Haley Joel Osment Almost Played This Character
The "Harry Potter" film series eventually cast Daniel Radcliffe (who beat out more than 300 child actors at auditions) as the titular character, a young boy who, on his eleventh birthday, discovers he is a wizard. Radcliffe continued to reprise his role in the franchise's remaining movies, which spanned seven years of Harry Potter's life. Today, it's hard to imagine that anyone but Radcliffe could do justice to Harry's story. But what if Warner Bros. had decided to go another way?
Before Chris Columbus was selected to helm "Harry Potter and the Sorcerer's Stone," the project was being led by Steven Spielberg, who had a very different creative vision when compared to Warner Bros. and J.K. Rowling. Spielberg wanted "Harry Potter" to be an animated series, but the studio wanted a live-action film series. And if the adaptation had been animated, the "Schindler's List" director wanted Haley Joel Osment to voice the character of Harry Potter. Still, J.K. Rowling strongly opposed the idea of an animated series and envisioned Harry and the other characters to be played by an all-British cast.
When Warner Bros. secured rights to the "Harry Potter" films in 1998, Spielberg's company DreamWorks Animation proposed a partnership. They'd combine a few of the books and bring in a cast of actors to voice the animated series, with Haley Joel Osment as the chosen one.
As per IndieWire, Warner Bros. studio head Alan Horn at the time disagreed with DreamWork's vision.
"I did think it would be worthwhile for Steven Spielberg to direct," Horn said. "We offered it to him. But one of the notions of Dreamworks' and Steven's was, 'Let's combine a couple of the books, let's make it animated,' and that was because of the [visual effects and] Pixar had demonstrated that animated movies could be extremely successful. Because of the wizardry involved, they were very effects-laden. So I don't blame them.
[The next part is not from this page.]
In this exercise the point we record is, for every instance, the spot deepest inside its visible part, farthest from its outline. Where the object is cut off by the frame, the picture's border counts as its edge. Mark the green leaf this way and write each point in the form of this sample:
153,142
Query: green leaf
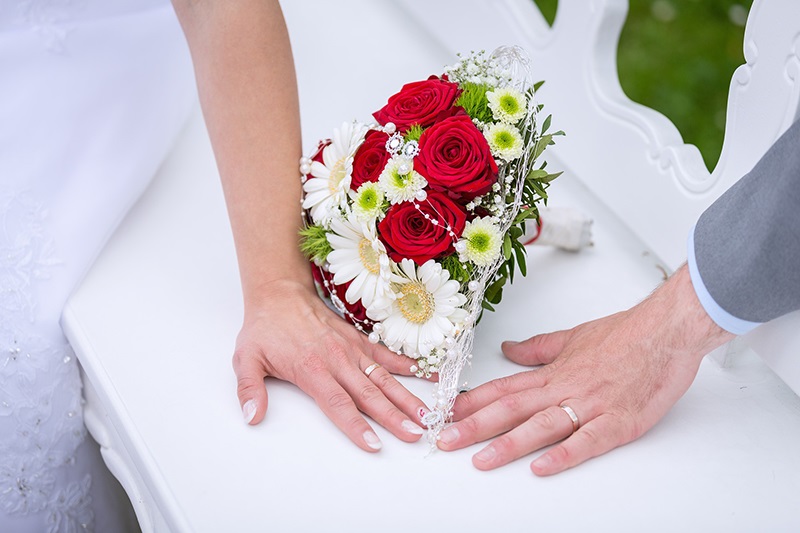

But I did not want to combine the movies, and I wanted it to be live-action."
After Steven Spielberg dropped out of the project, Chris Columbus stepped in to spearhead the movie. The cast featured all-British and Irish actors while big-name American actors, including Robin Williams (Hagrid, Remus Lupin), Rosie O'Donnell (Molly Weasley), and Liam Aiken (Harry Potter) were turned down for roles. The all-British casting rule stayed in place until the "Harry Potter" spin-off franchise, "Fantastic Beasts," was greenlit, and cast American actors such as Johnny Depp (Gellert Grindelwald) and Zoë Kravitz (Leta Lestrange).